Industry SectorsFinancial ServicesTaking Action: Essential Steps to Basel III Readiness

Taking Action: Essential Steps to Basel III Readiness

Speaking at the recent EuroFinance Cash & Treasury Management Conference in Miami, Daniel L. Blumen, CTP, partner with Treasury Alliance Group, US, notes that while Basel I and II did not have much of an impact on corporate treasury, the latest instalment from the Basel Committee on Banking Supervision (BCBS) is another story.

“Basel III is going to be different, not only because there is more capital required, but also because it slides into other areas – the liability side of the bank’s balance sheet and bank leverage,” Blumen explains. “This is really going to hit the depository services and treasury products that you deal with in every country in which you operate. So it really does matter to treasurers. Global treasuries will feel the impact even more because of the global systemically important bank (GSIB) designation.”

As regulators adopt their own versions of Basel III, the resulting changes to banks’ balance sheets, will have a substantial impact on corporates. The problem is, right now, not even the banks know what that impact will be.

Probable Scenarios

Despite this prevailing uncertainty, the group has compiled a number of likely outcomes that will affect treasurers, including the following:

  •  Basel III’s higher equity requirements are going to translate to a higher cost of credit products.
  •  The liquidity requirements will result in new pricing for depository services.
  •  The leverage requirements are going to translate to new pricing of other services.

The effects on deposits will be particularly significant. Corporates that use certain banks only as temporary repositories of funds and plan to eventually send their money elsewhere will not make themselves very popular, Blumen explains. There is also a question of whether there will be a reduction in the number of liquidity management products that banks offer.

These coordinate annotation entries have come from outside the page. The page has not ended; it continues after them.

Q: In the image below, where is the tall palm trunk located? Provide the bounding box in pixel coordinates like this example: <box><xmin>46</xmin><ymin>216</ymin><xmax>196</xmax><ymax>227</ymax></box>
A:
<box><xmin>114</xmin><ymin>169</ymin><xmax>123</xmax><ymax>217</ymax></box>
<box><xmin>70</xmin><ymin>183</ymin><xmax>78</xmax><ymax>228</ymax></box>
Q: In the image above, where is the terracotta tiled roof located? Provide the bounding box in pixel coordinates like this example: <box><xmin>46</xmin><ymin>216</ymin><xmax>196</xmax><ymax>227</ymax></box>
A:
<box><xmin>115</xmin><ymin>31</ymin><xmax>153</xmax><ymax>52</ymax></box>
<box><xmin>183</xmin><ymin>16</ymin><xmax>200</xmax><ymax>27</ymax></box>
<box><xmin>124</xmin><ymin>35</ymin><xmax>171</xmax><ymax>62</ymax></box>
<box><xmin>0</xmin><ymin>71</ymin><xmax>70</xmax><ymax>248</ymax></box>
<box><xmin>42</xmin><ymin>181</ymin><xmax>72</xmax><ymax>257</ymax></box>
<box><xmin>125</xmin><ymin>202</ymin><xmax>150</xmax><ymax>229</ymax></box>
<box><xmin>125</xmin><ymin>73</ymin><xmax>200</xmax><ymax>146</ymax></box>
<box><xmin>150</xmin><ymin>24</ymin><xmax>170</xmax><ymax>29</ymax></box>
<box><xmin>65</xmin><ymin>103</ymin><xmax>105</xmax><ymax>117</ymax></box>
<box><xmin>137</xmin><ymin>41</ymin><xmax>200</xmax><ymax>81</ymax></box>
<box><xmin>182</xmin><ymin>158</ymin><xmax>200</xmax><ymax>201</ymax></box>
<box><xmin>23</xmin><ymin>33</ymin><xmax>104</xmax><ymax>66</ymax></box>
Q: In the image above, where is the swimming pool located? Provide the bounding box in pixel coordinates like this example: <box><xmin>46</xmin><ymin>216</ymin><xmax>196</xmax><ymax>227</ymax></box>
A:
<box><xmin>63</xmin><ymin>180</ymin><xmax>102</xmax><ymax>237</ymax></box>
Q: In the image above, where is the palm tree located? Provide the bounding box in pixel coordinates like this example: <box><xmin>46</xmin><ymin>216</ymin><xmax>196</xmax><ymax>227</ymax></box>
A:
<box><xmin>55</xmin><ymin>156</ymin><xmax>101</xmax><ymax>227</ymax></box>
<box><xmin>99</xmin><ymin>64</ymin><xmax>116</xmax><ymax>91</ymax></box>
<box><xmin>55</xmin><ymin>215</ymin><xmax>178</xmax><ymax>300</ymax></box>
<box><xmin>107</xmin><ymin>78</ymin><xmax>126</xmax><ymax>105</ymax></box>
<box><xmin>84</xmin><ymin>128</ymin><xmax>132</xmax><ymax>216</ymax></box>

On the borrowing side, costs are going to go up. “Overdraft finance is going to become more expensive. So, hypothetically, if your local affiliates are telling you, ‘We don’t need to have a large liquidity structure, because if things really get bad, we’ll just tap our overdraft for a couple of days,’ that’s not going to be as viable because that overdraft capacity you’re maintaining is going to cost more,” Blumen notes.

Additionally, new credit facilities will cost a lot more. Therefore, treasurers will need to be more attentive to their borrowing needs.

Bank relationships will also take a dramatic turn as a result of Basel III. Blumen notes that one bank hired 5,000 compliance professionals about a year ago. The remuneration needed for these extra hires mean that those compliance costs are significant. A bank may eventually decide that it is more efficient to eliminate its small relationships and only focus on large ones. “If you have a treasury management structure that uses a lot of little banks, they’re all going to have to go through the full [Know Your Customer (KYC)] on you, and they may just decide it’s not worth it to have this single, double, triple account relationship with you in just this one place,” Blumen explains.

The good news is that treasury management business will become even more appreciated at most banks. “Good, really stable treasury management business is going to be quantified desirable,” he adds.

Taking Action

Nevertheless, there are steps treasurers can take now to prepare for Basel III:

  1. Impact assessment: Treasurers should evaluate their organisation’s current state and what could happen to it once Basel III kicks in. What banking footprint does it have? What services does it require? “Validate your credit rating. Use the rating agencies, look at the banks – make sure that you correctly validate their assumptions and input because a lot of times, people may not have the correct rating,” Blumen urges “Ensure that you have visibility of all corporate liquidity. If [Sarbanes-Oxley (SOX)] and [the Foreign Account Tax Compliance Act (FATCA)] didn’t scare you into it, Basel III really ought to. In this day and age, you’ve got to have visibility over all your corporate liquidity.”
  2. Counterparty review: Identify your exposure to all of your banks, as well as customers and suppliers. Who are you engaging with? What is their situation? Make sure you enforce compliance with your policies.
  3. Risk-adjusted return on capital (RAROC) analysis: RAROC is a profitability tool banks developed about 20 years ago to determine what their corporate customers are really worth to them. RAROC takes all elements of the relationship, assigns risk ratings to each one and compares total risk to total return. Corporate treasurers need to do this for themselves. “It’s a way of identifying whether you’re giving your good or bad business to the wrong people,” Blumen suggests.
  4. Banking continuity plan: Much like the disaster recovery plans most corporates have in place, they should have banking continuity plans. Blumen notes that one major UK bank is withdrawing from certain types of treasury management business, which has impacted treasury departments. When those types of incidents occur, a treasury with a banking continuity plan can quickly determine which bank can fill that slot. “You should have a plan, because it’s our belief that in the next 18 months you’re going to have the opportunity to deploy it,” Blumen predicts.